Researchers at Vanderbilt University and in Germany have found that sodium -- salt -- accumulates in the skin and tissue in humans and mice to help control infection. They concluded that salt stores may be nature's way of providing a barrier to microbial invasion and boosting immune defenses.

"This is a totally different view on the role of salt in health and disease," Jens Titze, senior author of the study and associate professor of Medicine and of Molecular Physiology and Biophysics, said in a statement.

The study began with the observation that salt levels in mice with infected skin were surprisingly high. Jonathan Jantsch, M.D., a microbiologist at Erlangen and Regensburg Universities in Germany and the paper's first author, suggested that skin might utilize salt accumulation to ward off infections.

Indeed, the researchers found that salt increased the activation of infection-fighting macrophages, a type of white blood cell.

Utilizing a magnetic resonance imaging (MRI) technique they developed, they also found that salt accumulated at the site of bacterial skin infections in six patients.

"The infected legs showed massive salt accumulation, while the uninfected legs were totally normal," Titze said.

The salt accumulation in the infected legs disappeared when the patients were treated with antibiotics.

The researchers also tested the effect of an extremely high-salt diet in mice with persistent footpad infections.

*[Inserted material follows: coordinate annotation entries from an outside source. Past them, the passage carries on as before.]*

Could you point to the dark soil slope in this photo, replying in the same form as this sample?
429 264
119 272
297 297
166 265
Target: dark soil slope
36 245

Salt stores at the site of the infection increased after consumption of the high-salt diet, and the infections cleared up.

This does not mean that a high salt diet is beneficial for health in the 21st century.

"I think that the most important finding here is that tissues can accumulate massive amounts of sodium locally to boost immune responses where ever needed," Titze said. "This mostly happens totally independent of the diet. This novel biology of salt homeostasis goes beyond the idea that dietary salt is the major component that influences the salt levels in our body."  

With the advent of effective antibiotics and other treatments for infection, humans may no longer need huge salt stores to protect them.

The findings are detailed in the journal Cell Metabolism.